High consistency: Group replication is implemented based on distributed Paxos to ensure data consistency. High fault tolerance: automatic detection mechanism, as long as not most nodes are down can continue to work, built-in anti-brain crack protection mechanism; High scalability: Group member information is automatically updated when a node is added or removed. After a new node is added, incremental data is automatically synchronized from other nodes until the data is consistent with that of other nodes. High flexibility: single-master mode and multi-master mode are provided. Single-master mode can automatically select the master when the master library is down, and all writes are carried out on the master node. Multi-master mode supports multi-node writes.

MGR Usage Scenarios

Elastic replication; High availability sharding;

MySQL High Availability 4: MySQL Cluster

Complete database layer available solution. MySQL InnoDB CLuster is a high availability framework, the main components are as follows:

1. MySQL Group Replication: provides DB extension, automatic failover, etc.
2. MySQL Router: lightweight middleware that provides failover of application connection targets;
3. MySQL Shell: New MySQL client with multiple interface modes. You can set group replication and Router.

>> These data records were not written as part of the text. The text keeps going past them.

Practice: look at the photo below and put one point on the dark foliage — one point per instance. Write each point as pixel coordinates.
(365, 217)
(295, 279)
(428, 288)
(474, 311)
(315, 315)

MySQL High Availability 5: Orchestrator

If the primary node fails, change a secondary node to the primary node. Features:

1. Automatically discover MySQL replication topology and display it on the Web;
2. Reconstruct the replication relationship, you can drag the graph on the Web to change the replication relationship;
3. Detects main exceptions and can be recovered automatically or manually, using hooks for custom scripts;
4. Supports replication management on command lines and web interfaces.

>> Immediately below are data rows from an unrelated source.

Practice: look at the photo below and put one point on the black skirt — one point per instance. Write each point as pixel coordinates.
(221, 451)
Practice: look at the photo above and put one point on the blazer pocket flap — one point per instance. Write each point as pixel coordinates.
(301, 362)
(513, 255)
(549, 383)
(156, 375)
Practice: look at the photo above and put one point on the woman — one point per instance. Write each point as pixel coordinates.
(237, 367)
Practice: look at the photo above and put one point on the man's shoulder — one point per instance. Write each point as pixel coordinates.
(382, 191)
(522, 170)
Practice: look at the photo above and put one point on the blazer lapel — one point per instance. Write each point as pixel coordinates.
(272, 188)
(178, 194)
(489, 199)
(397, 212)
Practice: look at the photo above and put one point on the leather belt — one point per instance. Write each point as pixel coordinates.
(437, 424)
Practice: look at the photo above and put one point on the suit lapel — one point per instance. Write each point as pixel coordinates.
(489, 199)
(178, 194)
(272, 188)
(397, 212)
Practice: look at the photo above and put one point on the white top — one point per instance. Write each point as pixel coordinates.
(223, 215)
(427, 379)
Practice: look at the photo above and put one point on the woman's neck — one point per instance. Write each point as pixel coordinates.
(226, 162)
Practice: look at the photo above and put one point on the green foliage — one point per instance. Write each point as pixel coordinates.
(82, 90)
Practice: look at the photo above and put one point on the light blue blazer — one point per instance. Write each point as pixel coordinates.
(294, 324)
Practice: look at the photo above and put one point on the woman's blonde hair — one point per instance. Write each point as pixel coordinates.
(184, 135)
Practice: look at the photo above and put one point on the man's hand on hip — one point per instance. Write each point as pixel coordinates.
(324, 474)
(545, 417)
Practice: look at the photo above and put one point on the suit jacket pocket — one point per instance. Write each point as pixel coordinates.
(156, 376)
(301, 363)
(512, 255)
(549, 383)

Why do we split the database

The rapid development of business leads to the rapid expansion of data scale, single database has been unable to adapt to the development of Internet business; Traditional solutions that centrally store data to a single data node are difficult to meet the massive data scenarios on the Internet in terms of capacity, performance, availability, and operation and maintenance costs. In the case that the data volume of single database and single table exceeds a certain capacity level, the index tree level increases and disk IO is likely to be stressed, which will lead to many problems. From the aspect of performance, most relational databases use B+ tree indexes. When the amount of data exceeds the threshold, the increase of index depth will increase the I/O times of disk access, which leads to the decrease of query performance. At the same time, the high concurrent access requests make the centralized database become the biggest bottleneck of the system. In terms of availability, stateless servitization can achieve random expansion with low cost, which will inevitably lead to the final pressure of the system falls on the database. A single data node, or simple master-slave architecture, is becoming increasingly unaffordable. In terms of operation and maintenance cost, when the data in a database instance exceeds the threshold, the time cost of data backup and recovery becomes more and more uncontrollable with the size of the data.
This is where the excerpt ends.